This case is a Charter Challenge to BC’s Medicare Protection Act. The plaintiffs are arguing that this act violates Sections 7 and 15 of the Canadian Charter of Rights and Freedom, and should therefore be struck down.
Specifically, the plaintiffs, Cambie et al, are arguing that:
- Publicly funded doctors should be able to charge taxpayers in general (through MSP), but should also be able to charge the patients themselves for whatever the market will bear
- B.C. should lift its ban on the sale of private health insurance for publicly insured service
The sections of the Medicare Protection Act that the plaintiffs are challenging are:
Section 14: Election (enrolled doctors can opt out and bill the patient instead of the Medical Services Plan; in these cases, the patient applies for reimbursement from MSP and the physician cannot bill both the patient and MSP for the same service; enrolled doctors also cannot bill above the tariff negotiated between the government and Doctors of BC[CR1] );
Section 17: General limits on direct or extra billing (an enrolled and opted-in physician cannot bill a patient directly for a service included in MSP, or for “materials, consultations, procedures, use of an office, clinic or other place or for any other matters that relate to the rendering of a benefit”);
Section 18: Limits on direct or extra billing by a medical practitioner (enrolled and unenrolled physicians who practise in a public hospital or community care facility may not bill more than the tariff negotiated between the government and Doctors of BC; this restriction does not apply to unenrolled physicians practising in a nonhospital facility);
Section 45: Private insurers (physicians may not charge private insurers for a service included in the Medical Services Plan; only applies to physicians who are enrolled in the MSP).
Removing these restrictions will allow all doctors to charge patients above MSP rates if they so choose.
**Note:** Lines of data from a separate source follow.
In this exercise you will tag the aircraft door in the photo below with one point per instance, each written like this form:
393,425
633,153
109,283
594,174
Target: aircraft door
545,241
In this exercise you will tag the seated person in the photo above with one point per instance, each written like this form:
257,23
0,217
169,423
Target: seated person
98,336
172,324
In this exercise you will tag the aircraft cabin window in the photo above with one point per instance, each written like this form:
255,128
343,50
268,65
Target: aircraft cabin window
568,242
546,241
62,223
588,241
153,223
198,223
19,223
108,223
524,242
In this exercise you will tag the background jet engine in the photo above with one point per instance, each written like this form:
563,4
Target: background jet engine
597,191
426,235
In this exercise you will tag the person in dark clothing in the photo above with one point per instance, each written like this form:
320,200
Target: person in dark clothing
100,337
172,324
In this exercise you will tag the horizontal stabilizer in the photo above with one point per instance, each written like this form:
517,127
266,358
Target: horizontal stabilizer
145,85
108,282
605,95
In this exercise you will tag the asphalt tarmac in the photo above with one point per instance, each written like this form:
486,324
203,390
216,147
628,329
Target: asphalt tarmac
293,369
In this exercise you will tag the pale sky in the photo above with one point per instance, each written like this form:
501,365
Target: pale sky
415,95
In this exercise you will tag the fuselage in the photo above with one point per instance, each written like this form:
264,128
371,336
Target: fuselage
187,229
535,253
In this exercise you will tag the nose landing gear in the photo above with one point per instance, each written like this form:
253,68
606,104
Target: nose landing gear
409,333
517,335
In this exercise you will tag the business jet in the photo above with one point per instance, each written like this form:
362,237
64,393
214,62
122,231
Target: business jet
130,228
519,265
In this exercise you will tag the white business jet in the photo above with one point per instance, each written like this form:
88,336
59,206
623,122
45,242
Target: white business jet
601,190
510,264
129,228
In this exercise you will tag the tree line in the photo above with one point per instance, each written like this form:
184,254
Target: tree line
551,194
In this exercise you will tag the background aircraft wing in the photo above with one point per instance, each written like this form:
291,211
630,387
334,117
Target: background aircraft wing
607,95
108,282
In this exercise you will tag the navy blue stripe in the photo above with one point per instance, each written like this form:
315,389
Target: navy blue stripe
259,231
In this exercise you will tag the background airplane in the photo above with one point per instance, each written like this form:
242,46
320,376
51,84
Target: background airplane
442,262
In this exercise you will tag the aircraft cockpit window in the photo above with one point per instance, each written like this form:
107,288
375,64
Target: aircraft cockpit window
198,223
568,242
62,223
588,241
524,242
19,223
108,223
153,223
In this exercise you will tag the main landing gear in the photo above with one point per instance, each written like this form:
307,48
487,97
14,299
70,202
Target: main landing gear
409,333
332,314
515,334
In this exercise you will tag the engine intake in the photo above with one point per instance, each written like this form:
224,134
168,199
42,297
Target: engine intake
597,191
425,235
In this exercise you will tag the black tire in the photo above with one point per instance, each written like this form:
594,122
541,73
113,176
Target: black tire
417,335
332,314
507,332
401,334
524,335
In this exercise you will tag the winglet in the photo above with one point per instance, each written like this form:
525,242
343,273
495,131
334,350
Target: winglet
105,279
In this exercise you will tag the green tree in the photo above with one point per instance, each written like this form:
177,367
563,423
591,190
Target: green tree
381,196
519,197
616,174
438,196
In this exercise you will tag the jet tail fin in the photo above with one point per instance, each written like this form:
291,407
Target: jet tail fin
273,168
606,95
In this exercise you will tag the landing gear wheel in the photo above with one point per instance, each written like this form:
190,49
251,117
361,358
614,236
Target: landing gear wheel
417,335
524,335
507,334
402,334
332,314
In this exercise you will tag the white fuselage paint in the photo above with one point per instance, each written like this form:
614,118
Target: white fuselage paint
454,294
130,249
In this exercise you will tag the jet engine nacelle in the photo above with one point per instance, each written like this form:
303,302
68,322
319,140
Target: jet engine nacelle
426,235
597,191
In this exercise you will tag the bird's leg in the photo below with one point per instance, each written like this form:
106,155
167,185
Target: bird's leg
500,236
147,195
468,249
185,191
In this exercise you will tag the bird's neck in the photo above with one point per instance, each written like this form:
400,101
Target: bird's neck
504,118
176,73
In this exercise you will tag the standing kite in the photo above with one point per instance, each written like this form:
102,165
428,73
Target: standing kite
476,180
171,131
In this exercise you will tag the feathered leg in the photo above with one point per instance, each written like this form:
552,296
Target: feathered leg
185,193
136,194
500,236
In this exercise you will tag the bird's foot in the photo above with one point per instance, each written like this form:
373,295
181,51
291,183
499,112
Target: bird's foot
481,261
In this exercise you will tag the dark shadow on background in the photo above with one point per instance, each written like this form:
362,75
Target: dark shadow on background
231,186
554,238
It will also allow private insurance companies to cover the services that people get for free in the public system.
How does BC’s Medical Protection Act relate to the Canada Health Act?
Medicare rests on a complex web of arrangements among federal and provincial governments, each administering their own laws and regulations upholding the right of Canadians to access health services without being driven into poverty or bankruptcy. At the federal level, the Canada Health Act lays out the conditions—including a ban on private insurance for medically necessary services, extra-billing and user fees—that each province must meet to receive federal cash transfers for health.
The provinces, in turn, enact laws that establish which services will be publicly funded. Provincial laws are designed to be consistent with the criteria of the Canada Health Act. In B.C., the purpose of the Medicare Protection Act is to preserve a publicly managed insurance plan and a fiscally sustainable health care system in which access to necessary medical care is based on need and not an individual's ability to pay.
To achieve these objectives, the MPA prohibits extra-billing (charging more than the fees established in the MSP’s payment schedule) and the sale of private health insurance for publicly insured health services. It also prevents doctors from collecting fees from the MSP and then billing additional fees to patients for the same service, a practice known as double-billing. Finally, B.C.’s medicare laws ban facility fees at private surgical clinics, making it illegal for private clinics to charge fees to cover their overheads.
B.C.’s medicare laws do not prevent doctors or clinics from operating on an exclusively private basis. Doctors can legally withdraw from B.C.’s public insurance plan and charge patients directly for publicly insured services at whatever price the market will bear.